Bassett gave a bad performance, but it was probably better than just about everyone else's save Benson.  Chitty looks nothing like Timberlake (apart from JT's awful frosted and curled locks).  He looks far too old to be a convincing teen pop star, and his dialogue and swagger make him look more annoying than interesting.

We can skip over how none of the other backup singers for Timberlake (formerly known as N*Sync) look like any of the real-life figures (since they had little to do, just like N*Sync in real life).  You kind of figured out which one was Lance Bass merely because he didn't look like the vague versions of J.C., Chris, or Joey Fat-One (and I don't remember the one meant to be Bass actually saying anything).

James Spears was all one-note (crabby and drunk) and Lynne was all worry, worry, worry.  We get characters who pop in and one without knowing who any of them actually are (the hanger-on who went with Spears to a fashion shoot where Spears was completely out of it was some random person), and while we have characters credited as "Paris Hilton" or "Jamie Foxx", I sure don't remember who or what they were.

As for Federline, he pops in and out so quickly I think no more than ten minutes if that was spent on this toxic relationship.

Even whatever glee you could get when you see Spears at her worst is not there.  Her total meltdown is not shown, but like a lot of Britney Ever After, hinted at.  Plot points or situations (such as a potential sex tape entre JT & Brit-Brit) is dropped almost as quickly as it's mentioned.

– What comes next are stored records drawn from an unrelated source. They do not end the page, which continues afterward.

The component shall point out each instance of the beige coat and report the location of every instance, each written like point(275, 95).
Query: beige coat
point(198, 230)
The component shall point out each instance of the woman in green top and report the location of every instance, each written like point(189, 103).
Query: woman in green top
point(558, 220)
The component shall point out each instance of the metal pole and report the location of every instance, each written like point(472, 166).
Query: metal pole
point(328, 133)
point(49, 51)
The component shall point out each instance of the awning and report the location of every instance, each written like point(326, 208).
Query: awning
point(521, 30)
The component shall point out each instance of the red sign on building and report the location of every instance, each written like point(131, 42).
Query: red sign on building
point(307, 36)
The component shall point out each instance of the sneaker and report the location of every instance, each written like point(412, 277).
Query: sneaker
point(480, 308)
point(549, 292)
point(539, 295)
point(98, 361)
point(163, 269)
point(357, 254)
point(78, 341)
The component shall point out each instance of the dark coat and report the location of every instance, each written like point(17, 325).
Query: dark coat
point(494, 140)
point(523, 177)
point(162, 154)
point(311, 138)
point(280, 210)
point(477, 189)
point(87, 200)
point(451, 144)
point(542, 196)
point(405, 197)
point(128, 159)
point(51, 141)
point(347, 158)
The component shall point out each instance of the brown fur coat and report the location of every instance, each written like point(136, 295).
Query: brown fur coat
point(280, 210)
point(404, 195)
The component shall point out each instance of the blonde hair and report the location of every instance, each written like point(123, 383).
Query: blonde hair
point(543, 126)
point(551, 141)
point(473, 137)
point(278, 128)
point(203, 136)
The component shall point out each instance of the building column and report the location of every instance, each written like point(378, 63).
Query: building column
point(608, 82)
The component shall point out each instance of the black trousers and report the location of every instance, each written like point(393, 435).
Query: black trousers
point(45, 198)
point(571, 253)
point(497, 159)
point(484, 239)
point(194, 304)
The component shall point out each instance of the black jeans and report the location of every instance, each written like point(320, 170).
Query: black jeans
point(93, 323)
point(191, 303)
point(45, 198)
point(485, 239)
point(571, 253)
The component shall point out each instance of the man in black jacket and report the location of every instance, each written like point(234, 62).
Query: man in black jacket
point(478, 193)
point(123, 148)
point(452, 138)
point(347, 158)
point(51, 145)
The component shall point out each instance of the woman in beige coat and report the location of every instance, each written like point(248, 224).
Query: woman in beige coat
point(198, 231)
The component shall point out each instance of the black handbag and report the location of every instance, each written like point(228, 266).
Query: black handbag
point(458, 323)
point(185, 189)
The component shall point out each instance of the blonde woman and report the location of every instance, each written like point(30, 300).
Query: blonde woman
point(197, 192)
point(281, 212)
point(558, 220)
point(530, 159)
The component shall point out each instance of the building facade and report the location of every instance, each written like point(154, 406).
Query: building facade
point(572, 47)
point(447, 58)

There is no point to Britney Ever After, except perhaps to note that her whole life has been an effort to get Justin Timberlake's attention.  Even that infamous kiss between Spears and Madonna at another VMA was done to get a reaction out of him (I think he was not amused).   It gives you no insight into who Spears is or why her rise, fall, and comeback is something even her fans should care about.  It's a typically bad Lifetime production, and while perhaps one can enjoy it in a 'so bad it's good' style, it really isn't anything worth anyone's time or interest.

With regards to Britney Spears, we should heed the advise and "Leave Britney Alone".